In the early eighties another Stephen ‘Steve’ Foster played in defence for, and was captain of, Brighton and Hove Albion. In 1983 Brighton and Hove made it to the FA Cup Final where they were massive underdogs v Manchester United. There was much speculation about Steve Foster’s fitness in the run up to the final. Eventually some injury kept him out. This was a big blow, but nonethless ‘plucky’ Brighton held the Mancunian lowlife to a 2-2 draw. In those days, as is only right, drawn finals went to replays. ‘Inspirational Captain Foster’ was declared fit for the replay! Which Brighton went on to lose 4-0. Gleeful United fans sang, Stephen Foster, Stephen Foster, what a difference you have made, what a diff-er-ence you have made, to the hapless, and famously headbanded, player.
What a difference he has made!
I had at that time an acquaintance who was also lead singer in a seventies relic rock band. He was from New Zealand. So, of course, he supported United. He’d been at the replay, and thereafter, whenever our paths crossed, he sang the what a difference you have made song to me. This was either charming or annoying, depending on the mood, and on the point one was at in the cycle of non-stop dope-smoking to which the rock singer had, in some part, introduced me.
Last night Brighton played Norwich City.
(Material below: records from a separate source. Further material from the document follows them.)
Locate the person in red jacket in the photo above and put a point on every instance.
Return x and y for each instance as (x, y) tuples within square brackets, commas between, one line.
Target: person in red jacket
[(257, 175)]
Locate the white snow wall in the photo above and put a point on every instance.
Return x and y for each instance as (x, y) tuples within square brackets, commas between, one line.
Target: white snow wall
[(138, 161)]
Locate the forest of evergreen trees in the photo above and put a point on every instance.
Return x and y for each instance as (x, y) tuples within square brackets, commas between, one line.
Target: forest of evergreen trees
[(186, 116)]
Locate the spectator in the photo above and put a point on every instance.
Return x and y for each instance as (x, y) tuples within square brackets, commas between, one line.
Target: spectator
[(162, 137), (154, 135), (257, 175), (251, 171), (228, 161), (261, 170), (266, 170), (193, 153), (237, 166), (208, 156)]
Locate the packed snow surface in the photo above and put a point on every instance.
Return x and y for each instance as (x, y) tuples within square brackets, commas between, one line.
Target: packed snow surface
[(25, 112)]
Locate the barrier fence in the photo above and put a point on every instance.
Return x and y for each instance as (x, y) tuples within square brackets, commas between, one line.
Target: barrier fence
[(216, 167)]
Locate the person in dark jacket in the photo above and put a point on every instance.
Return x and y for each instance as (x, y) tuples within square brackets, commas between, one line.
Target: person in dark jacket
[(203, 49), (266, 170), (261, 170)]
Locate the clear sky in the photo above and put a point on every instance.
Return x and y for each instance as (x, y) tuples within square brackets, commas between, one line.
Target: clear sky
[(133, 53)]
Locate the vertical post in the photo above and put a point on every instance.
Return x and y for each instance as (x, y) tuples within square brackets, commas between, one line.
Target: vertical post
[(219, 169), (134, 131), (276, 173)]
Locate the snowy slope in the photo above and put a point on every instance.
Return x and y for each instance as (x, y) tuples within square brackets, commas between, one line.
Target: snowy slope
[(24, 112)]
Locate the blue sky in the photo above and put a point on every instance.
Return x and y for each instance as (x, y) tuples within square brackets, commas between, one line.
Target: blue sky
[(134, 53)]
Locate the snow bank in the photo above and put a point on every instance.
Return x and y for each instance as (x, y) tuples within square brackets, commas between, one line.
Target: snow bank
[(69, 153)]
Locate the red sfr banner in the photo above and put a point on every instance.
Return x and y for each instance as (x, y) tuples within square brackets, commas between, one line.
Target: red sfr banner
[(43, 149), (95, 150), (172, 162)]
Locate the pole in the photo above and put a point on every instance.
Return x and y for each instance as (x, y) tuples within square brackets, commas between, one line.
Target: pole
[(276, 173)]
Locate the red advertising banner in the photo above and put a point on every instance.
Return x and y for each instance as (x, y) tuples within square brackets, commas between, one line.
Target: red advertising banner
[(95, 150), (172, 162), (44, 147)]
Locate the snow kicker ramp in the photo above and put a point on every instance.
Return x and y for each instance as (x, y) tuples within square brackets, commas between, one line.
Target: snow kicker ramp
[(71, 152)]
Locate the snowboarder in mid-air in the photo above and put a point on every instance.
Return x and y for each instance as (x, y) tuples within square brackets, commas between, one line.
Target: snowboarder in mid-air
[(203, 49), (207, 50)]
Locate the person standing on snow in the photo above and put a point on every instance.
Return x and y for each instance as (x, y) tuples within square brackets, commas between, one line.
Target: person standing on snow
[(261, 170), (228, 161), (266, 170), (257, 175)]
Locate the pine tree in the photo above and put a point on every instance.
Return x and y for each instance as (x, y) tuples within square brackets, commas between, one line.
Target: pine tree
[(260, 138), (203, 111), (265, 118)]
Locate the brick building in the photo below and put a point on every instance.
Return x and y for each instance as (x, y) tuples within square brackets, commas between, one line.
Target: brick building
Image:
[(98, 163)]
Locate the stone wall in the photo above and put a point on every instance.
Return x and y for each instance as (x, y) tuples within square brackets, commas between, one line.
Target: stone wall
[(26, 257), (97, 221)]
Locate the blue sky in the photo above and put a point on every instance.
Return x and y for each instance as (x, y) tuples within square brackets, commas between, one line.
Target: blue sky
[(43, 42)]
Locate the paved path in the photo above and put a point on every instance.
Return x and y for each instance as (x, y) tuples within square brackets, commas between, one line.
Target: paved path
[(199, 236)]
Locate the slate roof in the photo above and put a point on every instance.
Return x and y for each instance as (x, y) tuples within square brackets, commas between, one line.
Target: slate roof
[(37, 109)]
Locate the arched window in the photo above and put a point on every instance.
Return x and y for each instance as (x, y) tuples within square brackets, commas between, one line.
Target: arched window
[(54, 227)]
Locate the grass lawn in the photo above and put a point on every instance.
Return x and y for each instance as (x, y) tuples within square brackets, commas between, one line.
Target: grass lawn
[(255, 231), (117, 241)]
They lost 4-1. Whilst at the ground I bought a copy of their fanzine ‘The Seagull Love Review.’ Imagine the sequence of thoughts that went through my mind when I found this on the back cover (not least of which was ‘who the effin hell is that?’ & ‘where the effin hell is his trademark headband?’) :
Fanzines are at their best when a club is crap, or in chaos. Brighton have just appointed Uruguayan Gus Poyet as manager, their third in a year or something. One of the concerns of The Love Review is that, ‘Alison Moyet is the only thing that rhymes with Poyet when singing chants.’ On the plus side, though, ‘Uruguayans are dirty mad bastards,’ so over the next few months fans can look forward to, ‘matches punctuated with shin scraping, hair pulling, bollock pinching and plenty of Christmas red cards.’